Psychologists do not go to medical school. They earn doctoral degrees in psychology, either a PhD (Doctor of Philosophy) or a PsyD (Doctor of Psychology), which typically takes four to six years of graduate study plus a one-year clinical internship. This is a completely different training path from psychiatrists, who are medical doctors and do attend medical school.
What Psychologists Study Instead
Psychology doctoral programs focus on human behavior, research methods, statistics, psychological testing, and structured therapeutic interventions like cognitive behavioral therapy. The coursework is built around understanding how people think, feel, and behave, and how to treat mental health conditions through talk therapy and behavioral strategies. There is no anatomy lab, no pharmacology sequence, and no hospital rotations of the kind medical students complete.
By contrast, psychiatrists spend four years in medical school learning the same foundational sciences as every other physician: anatomy, physiology, pharmacology, and clinical medicine. After earning an MD or DO, they complete four to six more years of residency training specifically in psychiatry. As Margaret Stuber, a vice chair for education in psychiatry at UCLA’s medical school, has put it: psychiatrists have more training in understanding the physical body because they’ve been through medical school, while psychologists are specifically trained in testing, structured interventions, and research methods.
The Psychology Training Timeline
Most people who become licensed psychologists follow a path that looks like this: four years of undergraduate study, four to six years in a doctoral program, a one-year predoctoral internship, and in many states, additional postdoctoral supervised hours before they can apply for a license. The internship alone requires a minimum of 1,500 to 2,000 hours of supervised clinical experience, with at least 25% of that time spent in direct contact with clients providing assessment and therapy.
After completing their degree and internship, psychologists must pass a national licensing exam called the EPPP (Examination for Professional Practice in Psychology), administered across all 66 licensing jurisdictions in the U.S. and Canada. The passing score is 500. Some jurisdictions also require a second part of the exam that tests clinical skills rather than just knowledge. Only after clearing these hurdles can a psychologist practice independently.

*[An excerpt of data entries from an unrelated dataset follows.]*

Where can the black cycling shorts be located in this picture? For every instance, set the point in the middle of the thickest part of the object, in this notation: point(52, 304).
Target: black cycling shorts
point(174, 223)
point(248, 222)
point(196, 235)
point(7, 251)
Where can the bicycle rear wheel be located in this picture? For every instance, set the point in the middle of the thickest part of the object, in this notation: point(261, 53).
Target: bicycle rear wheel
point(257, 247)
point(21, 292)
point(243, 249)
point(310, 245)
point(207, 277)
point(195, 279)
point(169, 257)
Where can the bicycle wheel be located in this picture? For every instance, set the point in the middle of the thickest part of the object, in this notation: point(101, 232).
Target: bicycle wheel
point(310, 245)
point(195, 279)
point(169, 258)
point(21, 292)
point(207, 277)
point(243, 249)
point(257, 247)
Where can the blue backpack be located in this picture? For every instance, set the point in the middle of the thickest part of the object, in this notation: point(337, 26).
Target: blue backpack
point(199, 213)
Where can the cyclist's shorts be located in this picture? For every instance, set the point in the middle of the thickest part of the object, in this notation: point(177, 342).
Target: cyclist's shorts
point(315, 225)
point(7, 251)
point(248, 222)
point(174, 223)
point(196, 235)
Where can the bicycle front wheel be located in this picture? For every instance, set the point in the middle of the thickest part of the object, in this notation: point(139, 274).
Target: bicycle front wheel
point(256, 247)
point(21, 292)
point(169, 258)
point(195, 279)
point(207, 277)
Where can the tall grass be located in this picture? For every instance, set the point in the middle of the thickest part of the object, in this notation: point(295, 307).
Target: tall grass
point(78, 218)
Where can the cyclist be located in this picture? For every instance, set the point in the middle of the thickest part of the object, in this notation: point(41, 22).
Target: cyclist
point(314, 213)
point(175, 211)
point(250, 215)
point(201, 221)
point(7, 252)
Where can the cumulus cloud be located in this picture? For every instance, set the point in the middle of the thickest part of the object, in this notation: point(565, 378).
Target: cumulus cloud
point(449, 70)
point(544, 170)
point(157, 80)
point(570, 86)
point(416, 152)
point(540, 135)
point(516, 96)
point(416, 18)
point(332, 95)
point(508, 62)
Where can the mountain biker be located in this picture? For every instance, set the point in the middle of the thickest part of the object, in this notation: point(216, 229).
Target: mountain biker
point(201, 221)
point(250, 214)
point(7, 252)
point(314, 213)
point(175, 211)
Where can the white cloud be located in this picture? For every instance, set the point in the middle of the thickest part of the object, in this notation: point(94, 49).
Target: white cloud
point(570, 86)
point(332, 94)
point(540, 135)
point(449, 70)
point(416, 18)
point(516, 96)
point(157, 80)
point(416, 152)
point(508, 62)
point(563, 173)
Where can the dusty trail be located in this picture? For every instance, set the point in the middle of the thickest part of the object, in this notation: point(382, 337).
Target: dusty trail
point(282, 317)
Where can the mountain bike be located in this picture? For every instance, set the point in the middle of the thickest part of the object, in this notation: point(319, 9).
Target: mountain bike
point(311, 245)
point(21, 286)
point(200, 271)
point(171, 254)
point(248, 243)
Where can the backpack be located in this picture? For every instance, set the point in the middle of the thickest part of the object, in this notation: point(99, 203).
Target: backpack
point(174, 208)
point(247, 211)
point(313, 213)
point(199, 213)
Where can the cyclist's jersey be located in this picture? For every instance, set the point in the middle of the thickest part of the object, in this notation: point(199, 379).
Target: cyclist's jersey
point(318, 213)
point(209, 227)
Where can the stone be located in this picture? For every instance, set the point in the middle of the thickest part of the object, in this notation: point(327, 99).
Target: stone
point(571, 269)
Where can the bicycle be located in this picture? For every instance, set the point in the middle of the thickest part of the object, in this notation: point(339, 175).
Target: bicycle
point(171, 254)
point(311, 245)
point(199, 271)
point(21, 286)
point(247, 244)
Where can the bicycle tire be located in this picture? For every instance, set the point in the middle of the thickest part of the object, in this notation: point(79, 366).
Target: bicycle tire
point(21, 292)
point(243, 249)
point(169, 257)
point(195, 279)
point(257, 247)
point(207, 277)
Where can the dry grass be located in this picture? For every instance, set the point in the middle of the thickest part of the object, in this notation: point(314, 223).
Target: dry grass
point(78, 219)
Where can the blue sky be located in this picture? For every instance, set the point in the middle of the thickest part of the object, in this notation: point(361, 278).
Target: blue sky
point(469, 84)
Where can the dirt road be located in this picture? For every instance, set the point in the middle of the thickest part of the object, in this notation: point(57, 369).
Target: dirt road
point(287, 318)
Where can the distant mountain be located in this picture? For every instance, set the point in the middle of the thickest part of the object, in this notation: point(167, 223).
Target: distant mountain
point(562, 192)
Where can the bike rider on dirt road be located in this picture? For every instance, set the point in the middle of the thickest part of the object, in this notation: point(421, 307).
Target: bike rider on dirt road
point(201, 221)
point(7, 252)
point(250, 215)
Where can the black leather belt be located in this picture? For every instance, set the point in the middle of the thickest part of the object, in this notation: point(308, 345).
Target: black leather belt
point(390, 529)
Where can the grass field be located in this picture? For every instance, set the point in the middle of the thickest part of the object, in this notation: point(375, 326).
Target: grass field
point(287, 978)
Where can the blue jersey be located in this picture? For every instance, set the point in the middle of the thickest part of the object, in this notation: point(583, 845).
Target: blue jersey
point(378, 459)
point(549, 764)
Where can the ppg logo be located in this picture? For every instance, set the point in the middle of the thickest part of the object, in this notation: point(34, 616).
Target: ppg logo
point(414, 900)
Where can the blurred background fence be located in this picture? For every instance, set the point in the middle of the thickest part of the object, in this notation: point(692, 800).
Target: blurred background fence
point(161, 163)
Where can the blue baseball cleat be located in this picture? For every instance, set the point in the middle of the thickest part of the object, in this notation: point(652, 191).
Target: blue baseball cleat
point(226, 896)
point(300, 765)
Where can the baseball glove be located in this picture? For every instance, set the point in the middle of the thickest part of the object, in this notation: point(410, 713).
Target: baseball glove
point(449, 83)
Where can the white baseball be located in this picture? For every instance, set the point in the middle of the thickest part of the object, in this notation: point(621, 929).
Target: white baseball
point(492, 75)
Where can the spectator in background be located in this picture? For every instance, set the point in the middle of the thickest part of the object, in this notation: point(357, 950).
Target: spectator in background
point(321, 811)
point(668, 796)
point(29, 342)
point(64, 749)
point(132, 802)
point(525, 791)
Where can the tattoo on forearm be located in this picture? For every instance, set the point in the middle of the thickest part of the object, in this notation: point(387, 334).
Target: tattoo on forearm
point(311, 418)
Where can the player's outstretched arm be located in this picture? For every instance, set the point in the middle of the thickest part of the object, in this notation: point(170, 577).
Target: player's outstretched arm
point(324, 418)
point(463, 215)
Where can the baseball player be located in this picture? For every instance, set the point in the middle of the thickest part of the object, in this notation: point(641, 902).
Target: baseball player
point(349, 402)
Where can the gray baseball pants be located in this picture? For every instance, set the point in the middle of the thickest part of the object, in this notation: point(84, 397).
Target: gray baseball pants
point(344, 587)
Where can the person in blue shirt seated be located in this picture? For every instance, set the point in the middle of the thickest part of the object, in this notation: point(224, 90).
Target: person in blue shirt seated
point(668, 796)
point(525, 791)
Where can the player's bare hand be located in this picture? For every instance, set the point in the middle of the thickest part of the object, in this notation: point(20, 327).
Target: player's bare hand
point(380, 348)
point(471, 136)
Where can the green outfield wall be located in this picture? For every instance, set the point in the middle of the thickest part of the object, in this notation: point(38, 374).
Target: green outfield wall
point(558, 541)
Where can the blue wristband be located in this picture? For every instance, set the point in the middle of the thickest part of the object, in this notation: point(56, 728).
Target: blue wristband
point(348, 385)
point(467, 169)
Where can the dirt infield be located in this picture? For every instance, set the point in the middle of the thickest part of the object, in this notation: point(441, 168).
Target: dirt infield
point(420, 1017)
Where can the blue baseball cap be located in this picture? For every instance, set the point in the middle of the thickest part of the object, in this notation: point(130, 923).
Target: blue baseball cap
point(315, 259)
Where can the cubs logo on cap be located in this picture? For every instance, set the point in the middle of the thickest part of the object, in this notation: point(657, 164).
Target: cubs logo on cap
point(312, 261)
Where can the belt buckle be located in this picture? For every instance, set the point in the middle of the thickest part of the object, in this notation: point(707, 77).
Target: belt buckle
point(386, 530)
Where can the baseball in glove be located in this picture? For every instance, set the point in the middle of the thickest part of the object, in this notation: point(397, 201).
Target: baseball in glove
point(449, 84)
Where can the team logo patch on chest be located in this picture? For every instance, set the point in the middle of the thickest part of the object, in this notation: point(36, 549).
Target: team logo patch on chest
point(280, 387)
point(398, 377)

Can Psychologists Prescribe Medication?
In most of the United States, psychologists cannot prescribe medication. That’s one of the biggest practical differences between psychologists and psychiatrists. However, a small number of states have passed laws granting psychologists prescriptive authority if they complete substantial additional training. New Mexico was the first state to do so, and a handful of others have followed. The additional training is significant: 450 hours of coursework in neuroanatomy, physiology, pharmacology, and psychopharmacology, plus 400 hours of practical experience treating at least 100 patients under a physician’s supervision, followed by a national exam. Even after passing, psychologists in these states typically practice under a supervised license for two years before they can prescribe independently.
If you’re someone who needs therapy, a psychologist is often the first choice. If you need medication management for a mental health condition, you’ll generally see a psychiatrist or another prescribing provider.
Board Certification for Each Profession
Both professions have voluntary board certification systems that signal advanced competence in a specialty. For psychiatrists, the credentialing body is the American Board of Psychiatry and Neurology, which falls under the American Board of Medical Specialties. For psychologists, the equivalent is the American Board of Professional Psychology (ABPP), which oversees 15 specialty boards covering areas like clinical neuropsychology, forensic psychology, and child psychology. The ABPP examination process mirrors the medical model, including credentials review, a written exam, a practice sample evaluation, and an oral exam.
How the Costs Compare
The financial picture differs between the two paths, though neither is cheap. Clinical psychology doctoral students carry an average of $76,000 in student loan debt by the time they finish their programs. PhD students who receive research assistantships or teaching positions often pay less out of pocket than PsyD students, whose programs are more likely to charge full tuition. Medical school graduates, by comparison, typically carry significantly higher debt, often exceeding $200,000. However, psychiatrists generally earn higher salaries after training, which changes the long-term financial calculus.
Choosing Between the Two Paths
If you’re researching this question because you’re considering a career, the core distinction is straightforward. Psychology is the path if you’re drawn to understanding behavior, conducting therapy, and working with research. Psychiatry is the path if you’re fascinated by biology, the connection between brain and body, and want the ability to prescribe medication as part of treatment. Both require years of rigorous training, and both lead to careers treating mental health conditions, just from different angles.